Treatment for SSPE is predominantly symptomatic. Intrathecal interferon alpha initially showed promise in a case report by inducing remission for 7 to 8 years, but this initial success was followed by a severe neurocognitive decline.76
While most cases of mumps occur in areas of the world where routine childhood vaccinations do not occur, epidemics have also been seen in vaccinated populations. In the first 10 months of 2006, there were 5783 cases of mumps reported, with a median age of 22.77 According to the CDC, 50% to 60% of cases of mumps show a CSF pleocytosis, despite encephalitis occurring in less than 2 per 100,000 cases.48 Mumps occurs more often in the spring and has a low mortality rate. Patients with mumps encephalitis present with mild, nonfocal symptoms of fever and headache. Diagnosis is made by CSF and serum serology with culture of the nasopharynx, CSF, urine, and saliva.

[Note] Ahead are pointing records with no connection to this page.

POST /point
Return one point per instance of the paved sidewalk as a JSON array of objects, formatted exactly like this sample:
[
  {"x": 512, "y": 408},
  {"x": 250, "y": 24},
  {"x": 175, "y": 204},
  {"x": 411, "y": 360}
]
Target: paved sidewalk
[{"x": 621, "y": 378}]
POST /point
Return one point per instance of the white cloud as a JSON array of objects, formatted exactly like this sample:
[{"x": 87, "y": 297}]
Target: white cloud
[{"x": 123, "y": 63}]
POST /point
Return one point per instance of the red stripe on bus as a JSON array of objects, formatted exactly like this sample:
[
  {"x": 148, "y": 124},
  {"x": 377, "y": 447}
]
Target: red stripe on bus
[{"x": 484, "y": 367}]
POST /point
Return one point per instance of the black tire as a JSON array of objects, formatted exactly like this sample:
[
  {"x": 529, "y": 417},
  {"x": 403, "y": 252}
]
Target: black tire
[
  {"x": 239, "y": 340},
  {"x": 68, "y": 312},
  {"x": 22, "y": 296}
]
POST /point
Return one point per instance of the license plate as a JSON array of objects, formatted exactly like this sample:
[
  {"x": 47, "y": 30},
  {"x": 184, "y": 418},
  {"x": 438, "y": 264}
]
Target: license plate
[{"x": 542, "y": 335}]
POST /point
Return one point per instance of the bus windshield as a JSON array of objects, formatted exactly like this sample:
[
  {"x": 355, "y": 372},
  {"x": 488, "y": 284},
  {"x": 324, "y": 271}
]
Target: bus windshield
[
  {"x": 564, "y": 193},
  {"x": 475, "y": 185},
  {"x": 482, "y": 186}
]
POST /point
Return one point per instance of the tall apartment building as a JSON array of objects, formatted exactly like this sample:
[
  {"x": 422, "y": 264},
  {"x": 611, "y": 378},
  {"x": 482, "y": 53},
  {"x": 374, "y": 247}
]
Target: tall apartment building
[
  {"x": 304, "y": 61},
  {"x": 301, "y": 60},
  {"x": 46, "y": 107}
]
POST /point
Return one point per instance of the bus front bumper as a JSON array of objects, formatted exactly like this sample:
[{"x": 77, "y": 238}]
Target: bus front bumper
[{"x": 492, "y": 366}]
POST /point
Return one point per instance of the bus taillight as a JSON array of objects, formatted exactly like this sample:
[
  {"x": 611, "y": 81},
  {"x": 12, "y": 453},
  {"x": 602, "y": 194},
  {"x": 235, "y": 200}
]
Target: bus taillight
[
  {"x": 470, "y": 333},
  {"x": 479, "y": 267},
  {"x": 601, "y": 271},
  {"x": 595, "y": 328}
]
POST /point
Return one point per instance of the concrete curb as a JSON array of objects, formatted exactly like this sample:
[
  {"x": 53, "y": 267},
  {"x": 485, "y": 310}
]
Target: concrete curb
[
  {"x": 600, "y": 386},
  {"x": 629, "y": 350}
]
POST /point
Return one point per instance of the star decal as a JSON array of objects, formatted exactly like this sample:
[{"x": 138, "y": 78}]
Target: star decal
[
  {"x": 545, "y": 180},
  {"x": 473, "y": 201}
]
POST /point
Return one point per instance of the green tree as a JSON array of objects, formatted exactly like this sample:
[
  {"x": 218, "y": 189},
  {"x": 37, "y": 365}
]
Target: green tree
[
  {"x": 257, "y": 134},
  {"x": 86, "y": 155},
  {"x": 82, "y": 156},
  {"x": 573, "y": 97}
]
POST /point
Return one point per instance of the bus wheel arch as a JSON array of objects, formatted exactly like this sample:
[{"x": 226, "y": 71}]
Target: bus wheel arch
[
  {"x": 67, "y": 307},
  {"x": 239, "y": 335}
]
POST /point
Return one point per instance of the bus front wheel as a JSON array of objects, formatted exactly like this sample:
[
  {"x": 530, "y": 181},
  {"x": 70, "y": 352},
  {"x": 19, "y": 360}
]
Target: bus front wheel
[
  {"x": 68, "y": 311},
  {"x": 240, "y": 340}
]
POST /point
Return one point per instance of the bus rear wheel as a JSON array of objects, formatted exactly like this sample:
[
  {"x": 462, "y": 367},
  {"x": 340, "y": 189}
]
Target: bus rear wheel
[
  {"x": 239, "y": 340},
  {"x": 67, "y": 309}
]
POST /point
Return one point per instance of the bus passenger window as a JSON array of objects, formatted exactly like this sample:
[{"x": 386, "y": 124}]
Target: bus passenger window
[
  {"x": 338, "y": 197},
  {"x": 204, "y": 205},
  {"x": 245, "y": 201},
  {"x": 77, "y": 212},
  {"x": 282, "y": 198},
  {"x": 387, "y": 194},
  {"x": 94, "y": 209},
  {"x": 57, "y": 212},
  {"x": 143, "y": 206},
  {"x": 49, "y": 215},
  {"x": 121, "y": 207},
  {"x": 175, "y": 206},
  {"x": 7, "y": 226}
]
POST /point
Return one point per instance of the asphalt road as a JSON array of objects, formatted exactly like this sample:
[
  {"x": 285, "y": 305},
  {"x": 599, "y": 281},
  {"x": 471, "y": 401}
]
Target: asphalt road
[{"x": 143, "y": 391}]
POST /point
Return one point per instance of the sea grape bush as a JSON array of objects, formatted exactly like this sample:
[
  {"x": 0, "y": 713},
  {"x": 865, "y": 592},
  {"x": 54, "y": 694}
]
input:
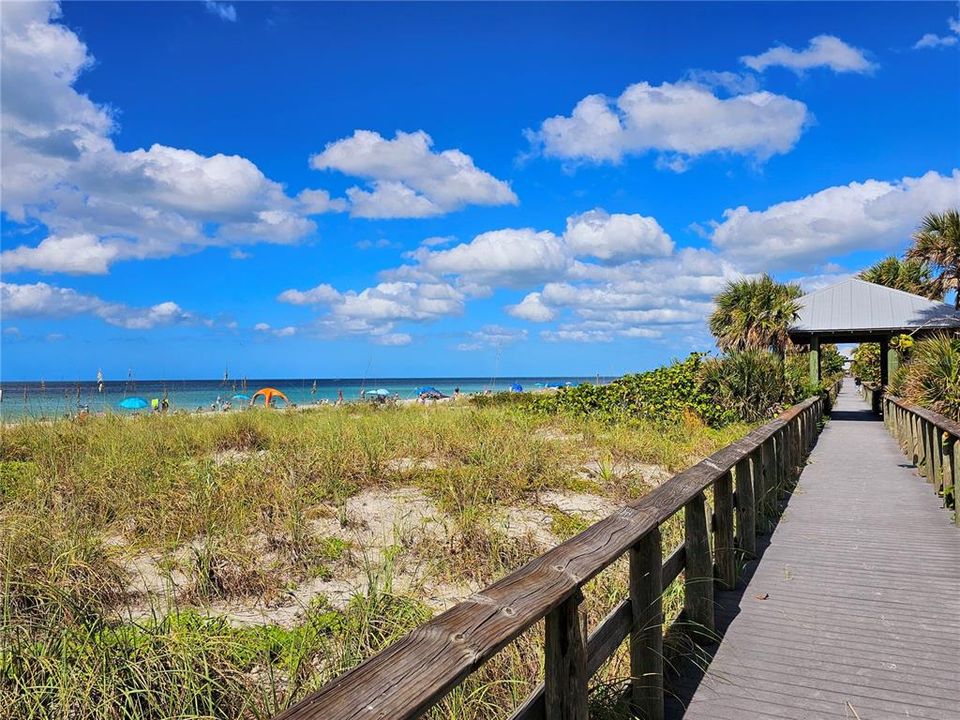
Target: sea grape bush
[
  {"x": 661, "y": 395},
  {"x": 742, "y": 386}
]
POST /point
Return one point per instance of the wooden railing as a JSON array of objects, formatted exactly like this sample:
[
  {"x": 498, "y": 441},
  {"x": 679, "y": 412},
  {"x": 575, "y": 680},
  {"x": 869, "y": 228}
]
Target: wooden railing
[
  {"x": 749, "y": 479},
  {"x": 929, "y": 440}
]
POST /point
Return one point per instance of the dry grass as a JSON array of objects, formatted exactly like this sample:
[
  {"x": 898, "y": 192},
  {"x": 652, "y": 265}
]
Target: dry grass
[{"x": 257, "y": 509}]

A postinfectious encephalomyelitis due to mumps may also occur, usually 7 to 10 days after infection. These patients exhibit more severe symptoms such as seizure, hemiparesis, and altered mental status. This variant carries a higher mortality rate of 10%.45
Nipah and Hendra viruses are both in the family Paramyxoviridae. The Nipah virus was identified in 1999 as the cause of a large outbreak of encephalitis among pig farmers in Malaysia and Singapore. The natural reservoir for Nipah virus is still under investigation, but preliminary data implicate bats of the genus Pteropus in Malaysia. In Malaysia and Singapore, humans were infected with Nipah virus through close contact with infected pigs. The Hendra virus, first isolated in 1994, is related but not identical to the Nipah virus. It is predominantly known to cause fatal respiratory infections in horses and humans, but a solitary case of adult encephalitis has been reported.

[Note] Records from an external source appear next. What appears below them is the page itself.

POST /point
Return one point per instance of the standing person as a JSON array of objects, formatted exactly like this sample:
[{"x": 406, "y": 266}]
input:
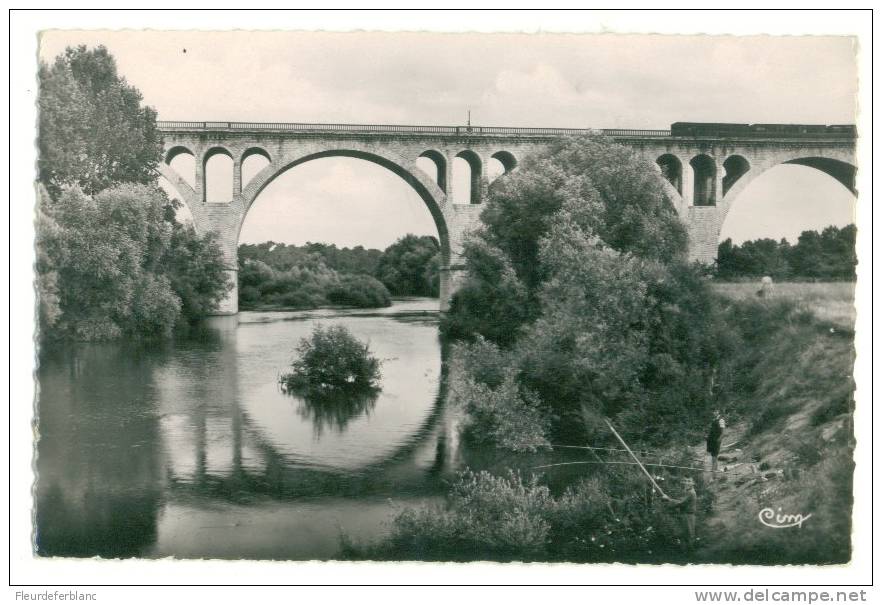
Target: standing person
[
  {"x": 687, "y": 506},
  {"x": 715, "y": 440}
]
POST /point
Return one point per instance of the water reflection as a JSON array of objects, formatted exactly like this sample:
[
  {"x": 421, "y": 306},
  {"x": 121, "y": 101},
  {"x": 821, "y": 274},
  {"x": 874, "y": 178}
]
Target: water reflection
[
  {"x": 100, "y": 475},
  {"x": 335, "y": 410},
  {"x": 174, "y": 448}
]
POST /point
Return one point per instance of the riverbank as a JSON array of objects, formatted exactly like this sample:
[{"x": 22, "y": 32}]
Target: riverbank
[
  {"x": 787, "y": 457},
  {"x": 396, "y": 301}
]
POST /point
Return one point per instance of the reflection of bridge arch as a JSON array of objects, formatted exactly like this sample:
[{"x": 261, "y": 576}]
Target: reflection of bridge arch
[{"x": 282, "y": 479}]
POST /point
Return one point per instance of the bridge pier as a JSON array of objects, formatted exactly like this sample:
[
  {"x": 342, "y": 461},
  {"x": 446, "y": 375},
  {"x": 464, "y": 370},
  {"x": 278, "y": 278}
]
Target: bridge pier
[{"x": 699, "y": 150}]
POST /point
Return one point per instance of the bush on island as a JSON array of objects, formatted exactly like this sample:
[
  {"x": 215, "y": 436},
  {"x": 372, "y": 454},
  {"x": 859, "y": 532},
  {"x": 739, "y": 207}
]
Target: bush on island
[{"x": 332, "y": 361}]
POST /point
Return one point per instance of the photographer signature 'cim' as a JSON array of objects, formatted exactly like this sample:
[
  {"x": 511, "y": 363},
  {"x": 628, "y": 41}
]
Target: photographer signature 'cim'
[{"x": 777, "y": 520}]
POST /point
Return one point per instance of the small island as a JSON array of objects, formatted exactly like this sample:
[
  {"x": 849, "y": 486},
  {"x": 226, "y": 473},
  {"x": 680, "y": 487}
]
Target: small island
[{"x": 332, "y": 362}]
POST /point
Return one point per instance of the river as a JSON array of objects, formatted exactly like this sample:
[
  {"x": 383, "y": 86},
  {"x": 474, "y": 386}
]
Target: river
[{"x": 188, "y": 448}]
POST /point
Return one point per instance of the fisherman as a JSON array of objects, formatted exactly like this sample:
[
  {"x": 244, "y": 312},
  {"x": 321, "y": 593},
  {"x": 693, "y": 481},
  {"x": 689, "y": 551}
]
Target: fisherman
[
  {"x": 715, "y": 440},
  {"x": 687, "y": 506}
]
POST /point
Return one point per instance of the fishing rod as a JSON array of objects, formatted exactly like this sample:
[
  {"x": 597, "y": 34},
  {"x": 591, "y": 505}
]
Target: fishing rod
[
  {"x": 689, "y": 468},
  {"x": 637, "y": 460},
  {"x": 616, "y": 449}
]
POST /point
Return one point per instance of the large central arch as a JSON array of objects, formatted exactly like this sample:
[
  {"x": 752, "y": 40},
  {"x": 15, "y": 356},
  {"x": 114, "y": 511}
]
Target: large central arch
[{"x": 428, "y": 190}]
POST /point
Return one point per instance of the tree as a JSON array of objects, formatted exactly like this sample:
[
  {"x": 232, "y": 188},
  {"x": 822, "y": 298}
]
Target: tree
[
  {"x": 580, "y": 272},
  {"x": 93, "y": 131},
  {"x": 118, "y": 264},
  {"x": 609, "y": 190},
  {"x": 410, "y": 266},
  {"x": 195, "y": 268}
]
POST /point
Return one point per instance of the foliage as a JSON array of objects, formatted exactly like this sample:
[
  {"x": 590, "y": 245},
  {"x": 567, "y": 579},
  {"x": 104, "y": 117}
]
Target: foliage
[
  {"x": 305, "y": 277},
  {"x": 314, "y": 274},
  {"x": 610, "y": 192},
  {"x": 579, "y": 271},
  {"x": 361, "y": 291},
  {"x": 118, "y": 264},
  {"x": 828, "y": 255},
  {"x": 93, "y": 131},
  {"x": 507, "y": 415},
  {"x": 505, "y": 518},
  {"x": 283, "y": 257},
  {"x": 195, "y": 268},
  {"x": 410, "y": 266},
  {"x": 331, "y": 361}
]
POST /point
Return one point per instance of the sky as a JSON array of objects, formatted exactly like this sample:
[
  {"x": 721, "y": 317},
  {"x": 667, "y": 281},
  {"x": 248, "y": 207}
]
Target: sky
[{"x": 554, "y": 80}]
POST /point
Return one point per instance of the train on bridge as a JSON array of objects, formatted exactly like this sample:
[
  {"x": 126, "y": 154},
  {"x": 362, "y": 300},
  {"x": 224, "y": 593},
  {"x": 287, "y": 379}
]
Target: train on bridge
[{"x": 723, "y": 130}]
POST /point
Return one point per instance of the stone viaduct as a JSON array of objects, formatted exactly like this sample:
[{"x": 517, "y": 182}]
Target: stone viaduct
[{"x": 704, "y": 174}]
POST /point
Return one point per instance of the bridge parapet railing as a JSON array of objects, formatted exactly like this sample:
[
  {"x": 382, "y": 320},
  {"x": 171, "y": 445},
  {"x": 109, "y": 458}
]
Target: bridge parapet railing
[{"x": 401, "y": 128}]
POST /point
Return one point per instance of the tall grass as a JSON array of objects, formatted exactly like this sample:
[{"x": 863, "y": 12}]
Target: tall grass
[{"x": 831, "y": 302}]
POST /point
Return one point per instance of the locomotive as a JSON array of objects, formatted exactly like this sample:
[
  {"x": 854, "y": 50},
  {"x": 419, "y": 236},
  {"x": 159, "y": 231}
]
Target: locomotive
[{"x": 725, "y": 130}]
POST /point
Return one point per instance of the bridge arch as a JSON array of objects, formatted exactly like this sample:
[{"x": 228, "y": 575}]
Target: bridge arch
[
  {"x": 218, "y": 174},
  {"x": 704, "y": 177},
  {"x": 507, "y": 159},
  {"x": 475, "y": 172},
  {"x": 440, "y": 162},
  {"x": 429, "y": 191},
  {"x": 735, "y": 166},
  {"x": 175, "y": 151},
  {"x": 840, "y": 165},
  {"x": 672, "y": 169}
]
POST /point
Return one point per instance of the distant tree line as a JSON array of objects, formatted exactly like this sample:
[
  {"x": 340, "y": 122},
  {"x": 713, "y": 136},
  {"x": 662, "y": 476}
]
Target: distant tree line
[
  {"x": 112, "y": 260},
  {"x": 315, "y": 274},
  {"x": 828, "y": 255}
]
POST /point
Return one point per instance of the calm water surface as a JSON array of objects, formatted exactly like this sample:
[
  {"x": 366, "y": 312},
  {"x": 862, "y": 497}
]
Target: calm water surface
[{"x": 190, "y": 449}]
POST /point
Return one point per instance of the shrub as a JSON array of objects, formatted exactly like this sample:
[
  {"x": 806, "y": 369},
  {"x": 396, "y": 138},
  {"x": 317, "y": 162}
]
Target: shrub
[
  {"x": 507, "y": 518},
  {"x": 361, "y": 291},
  {"x": 332, "y": 360},
  {"x": 507, "y": 416}
]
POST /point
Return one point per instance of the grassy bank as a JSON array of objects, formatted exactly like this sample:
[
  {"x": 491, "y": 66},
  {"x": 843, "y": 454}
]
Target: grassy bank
[
  {"x": 827, "y": 301},
  {"x": 788, "y": 398}
]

Expected outcomes vary significantly with the etiology of the viral encephalitis, but certain generalizations can be made. Young infants usually have more severe disease and therefore more significant sequelae. One study examining the prognostic indicators in 462 cases of pediatric encephalitis (including HSV, VZV, enterovirus, respiratory virus, measles, mumps, rubella, and M.pneumoniae etiologies) found mortality five times greater in infants compared to older children, and found that patients with significantly altered mental status had 4 times the risk of death.79 The majority of survivors experience seizures or cognitive and focal neurological deficits, negatively affecting their quality of life. The economic impact of encephalitis is difficult to calculate, as survivors typically require intensive supportive services and, as a group, have decreased independence as adults. Overwhelmingly, the longitudinal data on outcomes in encephalitis have focused on herpes encephalitis before the advent of acyclovir. The most recent longitudinal study examined the rehabilitation of 8 patients, including 1 child, diagnosed with encephalitis from 1990 to 1997. The study focused only on the rehabilitation scores of the patients, without mention of seizure incidence, cognitive or physical impairment, or quality of life.80 Clearly more investigation into the outcomes of children with viral encephalitis is required before conclusions can be drawn regarding prognosis.